ElectronIC factory editor: detaiLED explanation of pcb proofing stack number

A good stack structure is the best preventive measure against most signal integrity problems and EMC problems, and it is also the most easily misunderstood. There are several factors at work. A good solution to one problem may lead to the deterioration of other problems. Many system design suppliers recommend that there should be at least one continuous plane in the circuit board to control the characteristic impedance and signal quality.

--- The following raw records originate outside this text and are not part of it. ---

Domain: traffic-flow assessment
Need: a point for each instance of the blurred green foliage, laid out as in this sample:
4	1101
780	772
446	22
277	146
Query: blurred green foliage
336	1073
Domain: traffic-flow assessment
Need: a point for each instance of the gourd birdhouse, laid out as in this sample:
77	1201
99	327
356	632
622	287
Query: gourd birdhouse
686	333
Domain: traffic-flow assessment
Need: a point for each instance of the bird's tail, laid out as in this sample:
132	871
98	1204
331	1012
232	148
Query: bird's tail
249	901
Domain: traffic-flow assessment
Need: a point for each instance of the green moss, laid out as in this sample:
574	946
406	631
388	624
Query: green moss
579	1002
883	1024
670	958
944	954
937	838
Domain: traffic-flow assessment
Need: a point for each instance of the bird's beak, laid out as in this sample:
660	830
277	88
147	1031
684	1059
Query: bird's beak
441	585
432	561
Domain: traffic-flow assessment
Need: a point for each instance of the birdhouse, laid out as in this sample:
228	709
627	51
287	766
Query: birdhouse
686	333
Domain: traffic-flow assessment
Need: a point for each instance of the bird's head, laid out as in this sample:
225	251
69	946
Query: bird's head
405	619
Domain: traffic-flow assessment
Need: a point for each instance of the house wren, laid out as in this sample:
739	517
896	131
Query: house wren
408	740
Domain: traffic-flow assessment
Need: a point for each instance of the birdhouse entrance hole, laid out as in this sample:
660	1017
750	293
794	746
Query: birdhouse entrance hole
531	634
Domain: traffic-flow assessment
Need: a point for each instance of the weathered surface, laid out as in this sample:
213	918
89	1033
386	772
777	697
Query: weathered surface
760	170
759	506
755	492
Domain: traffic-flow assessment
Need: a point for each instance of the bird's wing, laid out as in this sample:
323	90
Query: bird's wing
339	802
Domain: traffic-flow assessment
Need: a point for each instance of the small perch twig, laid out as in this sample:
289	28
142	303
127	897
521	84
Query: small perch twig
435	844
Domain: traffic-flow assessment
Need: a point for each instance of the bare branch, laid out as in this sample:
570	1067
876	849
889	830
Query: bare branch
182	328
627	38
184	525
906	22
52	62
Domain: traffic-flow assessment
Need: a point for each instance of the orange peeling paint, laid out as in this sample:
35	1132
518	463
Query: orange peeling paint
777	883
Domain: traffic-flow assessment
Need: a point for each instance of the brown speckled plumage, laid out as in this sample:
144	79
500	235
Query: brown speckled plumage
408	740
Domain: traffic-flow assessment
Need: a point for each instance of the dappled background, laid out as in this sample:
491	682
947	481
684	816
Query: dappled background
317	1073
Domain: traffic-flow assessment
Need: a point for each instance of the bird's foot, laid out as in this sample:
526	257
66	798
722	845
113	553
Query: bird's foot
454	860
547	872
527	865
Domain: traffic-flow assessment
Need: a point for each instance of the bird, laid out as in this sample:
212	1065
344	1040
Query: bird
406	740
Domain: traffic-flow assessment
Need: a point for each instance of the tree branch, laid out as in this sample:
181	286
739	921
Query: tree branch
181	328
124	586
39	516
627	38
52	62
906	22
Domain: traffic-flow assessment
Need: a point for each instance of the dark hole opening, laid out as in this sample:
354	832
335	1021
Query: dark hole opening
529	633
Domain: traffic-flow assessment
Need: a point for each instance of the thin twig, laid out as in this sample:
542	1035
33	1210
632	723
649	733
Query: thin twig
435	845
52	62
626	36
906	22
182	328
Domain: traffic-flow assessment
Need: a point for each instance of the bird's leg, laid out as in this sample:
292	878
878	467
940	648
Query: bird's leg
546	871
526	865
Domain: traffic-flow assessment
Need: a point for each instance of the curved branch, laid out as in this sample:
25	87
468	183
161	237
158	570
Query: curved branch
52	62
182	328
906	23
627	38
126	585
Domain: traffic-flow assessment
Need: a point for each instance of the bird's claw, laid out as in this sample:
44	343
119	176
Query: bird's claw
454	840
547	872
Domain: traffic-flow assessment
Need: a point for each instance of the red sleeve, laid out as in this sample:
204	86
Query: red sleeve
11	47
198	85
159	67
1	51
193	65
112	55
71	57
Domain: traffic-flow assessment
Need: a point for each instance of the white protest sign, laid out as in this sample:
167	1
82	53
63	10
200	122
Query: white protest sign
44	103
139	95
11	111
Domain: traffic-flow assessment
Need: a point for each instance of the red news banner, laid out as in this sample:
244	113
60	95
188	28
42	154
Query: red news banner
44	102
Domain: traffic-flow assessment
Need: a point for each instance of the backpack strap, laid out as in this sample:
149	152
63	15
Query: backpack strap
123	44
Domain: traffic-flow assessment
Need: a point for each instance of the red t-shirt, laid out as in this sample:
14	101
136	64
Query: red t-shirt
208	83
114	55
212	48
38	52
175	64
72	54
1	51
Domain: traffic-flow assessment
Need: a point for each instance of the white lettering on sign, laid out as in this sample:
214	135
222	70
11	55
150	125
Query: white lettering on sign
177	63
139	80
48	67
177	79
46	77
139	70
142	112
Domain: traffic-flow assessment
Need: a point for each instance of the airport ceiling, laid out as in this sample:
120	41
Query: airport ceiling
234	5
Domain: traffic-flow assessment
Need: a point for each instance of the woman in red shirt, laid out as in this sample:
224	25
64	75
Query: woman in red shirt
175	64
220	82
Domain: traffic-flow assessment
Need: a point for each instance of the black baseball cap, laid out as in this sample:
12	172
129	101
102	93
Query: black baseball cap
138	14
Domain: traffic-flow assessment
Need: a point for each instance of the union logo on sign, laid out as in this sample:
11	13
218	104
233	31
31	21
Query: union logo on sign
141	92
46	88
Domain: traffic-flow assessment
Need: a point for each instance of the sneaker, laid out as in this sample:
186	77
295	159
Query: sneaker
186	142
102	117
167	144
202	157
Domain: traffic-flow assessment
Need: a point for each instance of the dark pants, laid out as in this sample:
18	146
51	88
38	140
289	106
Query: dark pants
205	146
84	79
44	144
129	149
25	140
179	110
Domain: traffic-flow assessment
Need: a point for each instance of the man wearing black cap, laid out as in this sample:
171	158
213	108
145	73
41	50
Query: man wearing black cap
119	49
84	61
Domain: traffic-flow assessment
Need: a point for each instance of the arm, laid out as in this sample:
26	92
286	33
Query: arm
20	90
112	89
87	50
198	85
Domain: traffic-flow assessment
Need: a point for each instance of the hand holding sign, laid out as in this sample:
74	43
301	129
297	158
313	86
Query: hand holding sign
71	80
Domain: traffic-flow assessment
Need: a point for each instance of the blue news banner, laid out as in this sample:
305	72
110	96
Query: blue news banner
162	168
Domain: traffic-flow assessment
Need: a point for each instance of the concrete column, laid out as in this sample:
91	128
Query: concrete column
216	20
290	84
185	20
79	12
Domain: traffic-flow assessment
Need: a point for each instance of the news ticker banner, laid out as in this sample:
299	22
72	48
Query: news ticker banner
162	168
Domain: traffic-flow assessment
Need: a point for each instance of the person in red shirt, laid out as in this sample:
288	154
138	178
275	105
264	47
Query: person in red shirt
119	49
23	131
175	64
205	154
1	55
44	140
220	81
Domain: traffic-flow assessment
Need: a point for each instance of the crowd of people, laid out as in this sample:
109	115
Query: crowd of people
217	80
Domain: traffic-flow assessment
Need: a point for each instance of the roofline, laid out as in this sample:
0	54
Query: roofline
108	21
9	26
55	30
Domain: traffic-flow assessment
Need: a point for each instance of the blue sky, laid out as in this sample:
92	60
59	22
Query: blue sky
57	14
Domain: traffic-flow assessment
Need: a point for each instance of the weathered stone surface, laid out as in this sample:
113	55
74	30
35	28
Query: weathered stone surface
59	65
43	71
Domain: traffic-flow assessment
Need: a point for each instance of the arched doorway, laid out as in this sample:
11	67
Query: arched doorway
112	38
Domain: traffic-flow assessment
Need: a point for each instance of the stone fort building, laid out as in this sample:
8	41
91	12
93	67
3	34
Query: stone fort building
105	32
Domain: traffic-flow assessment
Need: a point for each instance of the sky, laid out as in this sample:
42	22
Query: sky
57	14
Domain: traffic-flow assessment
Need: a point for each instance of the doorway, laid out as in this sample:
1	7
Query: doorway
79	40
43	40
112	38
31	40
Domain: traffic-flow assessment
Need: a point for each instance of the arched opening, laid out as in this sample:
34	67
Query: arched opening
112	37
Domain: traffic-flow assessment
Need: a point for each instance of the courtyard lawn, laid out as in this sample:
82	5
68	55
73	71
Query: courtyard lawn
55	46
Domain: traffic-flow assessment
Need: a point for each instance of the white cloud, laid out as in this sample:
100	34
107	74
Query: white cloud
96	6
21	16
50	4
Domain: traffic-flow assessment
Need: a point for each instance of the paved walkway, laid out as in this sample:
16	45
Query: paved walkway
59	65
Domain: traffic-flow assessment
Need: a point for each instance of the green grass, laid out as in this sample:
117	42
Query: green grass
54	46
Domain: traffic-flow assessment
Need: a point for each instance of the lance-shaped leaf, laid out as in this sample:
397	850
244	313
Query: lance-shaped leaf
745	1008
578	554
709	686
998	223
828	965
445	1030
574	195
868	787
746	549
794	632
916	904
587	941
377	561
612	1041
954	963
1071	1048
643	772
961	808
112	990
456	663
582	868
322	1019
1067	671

As long as the cost is affordable, this is a good suggestion. EMC consulting experts often recommend placing ground fill or ground layer on the outer layer to control electromagnetic radiation and sensitivity to electromagnetic interference, which is also a good suggestion under certain conditions.

However, due to the transient current, this method may encounter difficulties in some common designs. First, let's look at a SIMple case of a pair of power/ground layers: it can be seen as a capacitor. It can be considered that the power layer and the ground layer are two electrodes of the capacitor. In order to obtain a larger capacitance value, it is necessary to close the two plates closer (D) and increase the dielectric constant（ ε r)。 The larger the capacitance, the lower the impedance, which is what we hope, because it can suppress noise. No matter how other layers are arranged, the main power layer and ground layer shall be adjacent and in the middle of the stack. If the distance between the power layer and the ground layer is large, it will cause a large current loop and bring a lot of noise. For an 8-layer board, placing the power layer on one side and the ground layer on the other side will cause the following problems:

1. Maximum crosstalk. As the mutual capacitance increases, the crosstalk between signal layers is greater than that of each layer itself.

2. Maximum circulation. The current flows around each power layer in parallel with the signal, and a large amount of current enters the main power layer and returns through the ground layer. EMC characteristics will deteriorate due to the increase of circulation.

3. Loss of control over impedance. The farther the signal is from the control layer, the lower the accuracy of impedance control is because there are other conductors around.

4. It is easy to cause solder short circuit, which may increase the cost of the product.

We must make a compromise between performance and cost. For this reason, I would like to share my views on how to arrange digital circuit boards to obtain the best SI and EMC features.

The distribution of PCB layers is generally symmetrical. In my humble opinion, more than two signal layers should not be placed adjacent; Otherwise, the control of SI will be lost to a large extent. It is better to place the internal signal layers symmetrically in pairs. Unless some signals need to be connected to SMT devices, we should minimize the outer signal wiring.

For circuit boards with more layers, we can repeat this placement method for many tiMES (Figure 2). Additional power and ground layers can also be added; Just ensure that there is no paired signal layer between the two power layers.

The wiring of high-speed signal shall be arranged in the same pair of signal layers; Unless this principle has to be violated due to the connection of SMT devices. All routing of a signal shall have a common return path (i.e. ground layer). There are two ideas and methods to judge which two layers can be regarded as a pair:

1. Ensure that the return signals at equal distances are completely equal. This means that the signals should be symmetrically routed on both sides of the internal ground plane. The advantage of this is that it is easy to control the impedance and circulation; The disadvantage is that there are many vias on the ground wire layer, and there are some useless layers.

2. Two signal layers of adjacent wiring. The advantage is that the vias in the ground wire layer can be controlled to the minimum (using embedded vias); The disadvantage is that the effectiveness of this method decreases for some key signals.

I prefer the second method. The grounding connection of the component driving and receiving signals should preferably be connected directly to the layer adjacent to the signal wiring layer. As a simple wiring principle, the surface wiring width measured in inches should be less than one-third of the rise time of the driver measured in inches (for example, the wiring width of high-speed TTL is 1 inch).

If the power is supplied by multiple power sources, a ground wire layer must be laid between each power supply metal wire to separate them. Capacitance shall not be formed to avoid AC coupling between power supplies.

The above measures are to reduce circulating current and crosstalk, and enhance impedance control capability. The ground layer also forms an effective EMC "shielding box". Under the prEMIse of considering the influence on the characteristic impedance, the ground wire layer can be made of any surface area that is not used.

PCB manufacturers, PCB designers and PCBA manufacturers will explain the problem of the number of layers of PCB proofing.